SAGAconf

I have been working with PhD student Mehdi Foroozandeh in the Libbrecht Lab at Simon Fraser University in an area of genomic modelling using ML, over summer 2023, and now since spring 2024.

Expanding on a novel "reproducibility" metric introduced by him, I am investigating various hyperparameters and factors towards developing guidelines and best practices for practical deployment of state-of-the-art models for genome Segmentation And Annotation Algorithms tasks. Concretely, I am administering--and building infrastructure to facilitate--various evaluation experiments to carry out said investigations.

Quick Links

But first, what are genome Segmentation And Annotation Algorithms (SAGAs) and why should anyone care?

Our ability to sequence--or read--DNA and RNA has been rapidly accelerating, even faster than Moore's Law. With this voluminous stream of incoming data, automated algorithms are needed to help us interpret and leverage it to understand the "language" of the genome, our DNA.

Specifically, genomes are comprised of many functional elements. Each of these sections of our DNA can be classified into functional classes, from gene bodies that serve as "recipes" encoding the contents of the proteins that run our lives, to promoters, enhancers and repressors that dynamically regulate the transcription--or "building"--of proteins in response to environmental variables.

Getting a picture of the functional elements that comprise genomes is important for human, plant and animal health, as well as advancing our understanding of gene regulation in general.

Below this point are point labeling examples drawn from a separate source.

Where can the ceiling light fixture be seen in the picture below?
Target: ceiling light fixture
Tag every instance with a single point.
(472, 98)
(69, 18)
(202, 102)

So, how can we do so? 

It turns out that cells maintain a system of chemical "tags" on DNA, collectively called the epigenome, and that each class of functional element tends to carry a characteristic epigenetic "profile". Laboratory techniques like ChIP-seq have been developed to characterize the epigenome. Segmentation And Annotation Algorithms (SAGAs) segment genomes, predicting the functional elements that it comprises of from data from said lab techniques.

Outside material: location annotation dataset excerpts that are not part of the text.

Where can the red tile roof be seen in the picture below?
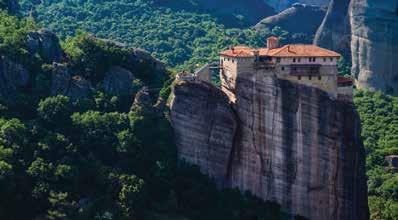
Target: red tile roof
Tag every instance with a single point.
(342, 79)
(290, 50)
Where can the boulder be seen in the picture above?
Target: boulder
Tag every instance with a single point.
(45, 43)
(12, 77)
(63, 83)
(139, 54)
(119, 81)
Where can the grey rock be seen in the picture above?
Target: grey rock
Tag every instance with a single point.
(13, 76)
(335, 30)
(63, 83)
(143, 55)
(119, 81)
(204, 124)
(46, 44)
(281, 141)
(374, 44)
(298, 19)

Note: Please read the review Segmentation and genome annotation algorithms for identifying chromatin state and other genomic patterns for a proper introduction to SAGAs.

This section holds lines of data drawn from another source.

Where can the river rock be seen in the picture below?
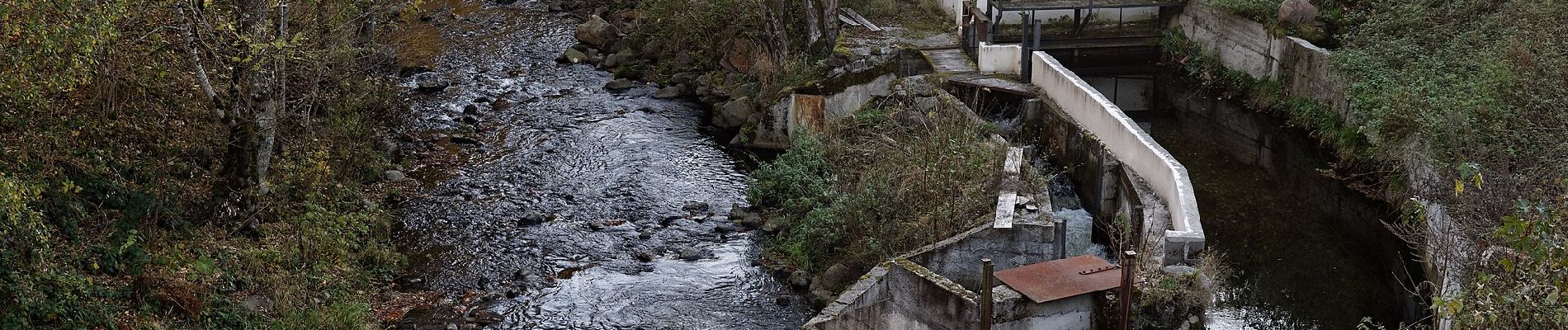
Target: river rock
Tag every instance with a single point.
(695, 207)
(838, 276)
(599, 224)
(574, 57)
(692, 254)
(616, 59)
(747, 218)
(532, 218)
(800, 279)
(620, 85)
(747, 90)
(668, 92)
(596, 31)
(432, 82)
(734, 113)
(822, 298)
(772, 225)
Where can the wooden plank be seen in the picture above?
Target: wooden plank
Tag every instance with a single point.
(858, 17)
(846, 19)
(1015, 162)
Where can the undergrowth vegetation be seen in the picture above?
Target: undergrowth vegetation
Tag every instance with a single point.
(1476, 90)
(876, 186)
(111, 162)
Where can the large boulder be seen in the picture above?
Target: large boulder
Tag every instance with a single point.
(620, 85)
(616, 59)
(596, 31)
(734, 113)
(670, 91)
(432, 82)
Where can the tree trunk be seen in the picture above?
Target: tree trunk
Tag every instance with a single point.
(801, 26)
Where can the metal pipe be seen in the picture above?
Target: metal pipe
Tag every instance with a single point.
(1062, 239)
(1129, 266)
(985, 295)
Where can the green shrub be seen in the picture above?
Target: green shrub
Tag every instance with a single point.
(877, 186)
(1521, 285)
(1264, 12)
(797, 182)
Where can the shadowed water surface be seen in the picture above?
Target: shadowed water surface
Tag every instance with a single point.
(607, 174)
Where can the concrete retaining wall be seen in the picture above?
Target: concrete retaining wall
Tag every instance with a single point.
(1240, 43)
(958, 257)
(1126, 141)
(1015, 312)
(999, 59)
(900, 296)
(1249, 47)
(1132, 146)
(1306, 73)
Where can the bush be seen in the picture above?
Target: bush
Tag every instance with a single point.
(877, 186)
(1521, 280)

Epigenetics: histone modifications and gene expression.
National Institutes of Health, Public domain, via Wikimedia Commons

The role of enhancer, promoter, and transcription factor genomic elements in gene regulation.
Source: Mattaini, Katherine. “Chapter 17. Regulation of Gene Expression.” Rwu.pressbooks.pub, 27 July 2020, rwu.pressbooks.pub/bio103/chapter/regulation-of-gene-expression/.

Figure 1, Overview of genome segmentation and annotation algorithms. Source:

Libbrecht, M. W., Chan, R. C. W. & Hoffman, M. M. Segmentation and genome annotation algorithms for identifying chromatin state and other genomic patterns. PLOS Computational Biology 17, e1009423 (2021).

Factors I am investigating:

Resolution (bin size)

Width of bins to aggregate data into

Omitting certain assays

Do certain histone marks, transcription factors, etc. assays significantly negatively affect SAGA accuracy?

Preprocessing: dimensionality reduction

First perform dimensionality reduction on the data and input this into the model.